Of course, we met lots of cool indie devs who were alsp just starting out, and we tried to convince more than a few of them to come visit the awesome bohemian city of Gothenburgh and drink beer with us on indie beer nights.

We had plenty of opportunities to be starstruck too! On Saturday there was an announcement that Youtube legend and game critic/promoter John "Totalbiscuit" Bain would be around to give feedback on concept documents for SGA entry games, but we had nothing like that... we have a playable prototype! TB gave us some good feedback and we were super psyched that he liked the core concept! There was much mead drinking later that night!

And of course, it was pretty cool seeing our Minister for Culture Lena Adelsohn side-by-side with TB onstage. 


Onwards! To the SGA Conference!

Since we're entering our Fortenight game TeleWalker into the Swedish Game Awards (after we've spent a couple of months improving it!) we decided to go to the SGA Conference at my old campus in Stockholm. After renting a car and driving for nearly 7 hours we are finally here!

Lots of presentations from game developers (Arrowhead, DICE!)  and software companies (Unity!) await.
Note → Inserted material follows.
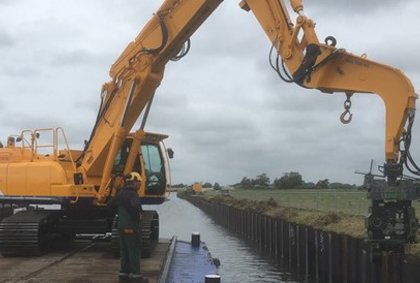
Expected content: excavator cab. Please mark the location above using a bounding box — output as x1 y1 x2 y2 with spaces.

There's also a Starcraft 2 tourney as evening entertainment, commented live by none other than TotalBiscuit, of Youtube fame.

... and jam we did. All the way to second place!

So I went to the Nordic Game Jam 2012 in Copenhagen, met a great team with some very talented artists and an awesome sound designer... and together we created our lovechild Spelunca.

... and among the 61 other awesome games created at that jam, the audience voted us all the way to second place.

I can't believe this actually happened. I've been bouncing on clouds all week! :D

My friends from Fortenight and school also made some games in other teams (though Ebbe was in my team too). I'll post more detailed impressions and some other highlights of the event after the weekend. :)

Nordic Game jamming again!

Hello blog sorry I keep neglecting you! I'm on my way to the Nordic Game Jam in Copenhagen again. With me are three of my interaction designing, game programming friends from school; Edvard Rutström, Micael Svensson and Anton Persson.


Blergh why aren't we there yet

These last two months we've been making two-week games in Unity, (though usually it's taken like 3 weeks +). Now we just started this huge project in school where we're to extend the Ogre3D rendering engine into a fully-fledged game engine and make a demo game with it. Fun times! Hopefully I'll get around to writng about all that here soon. Making those little games in Unity has been great fun though and we've really gotten to know that engine a lot better, which is probably the most used development platform at the jam (the danes at Unity being one of the main sponsors and all...).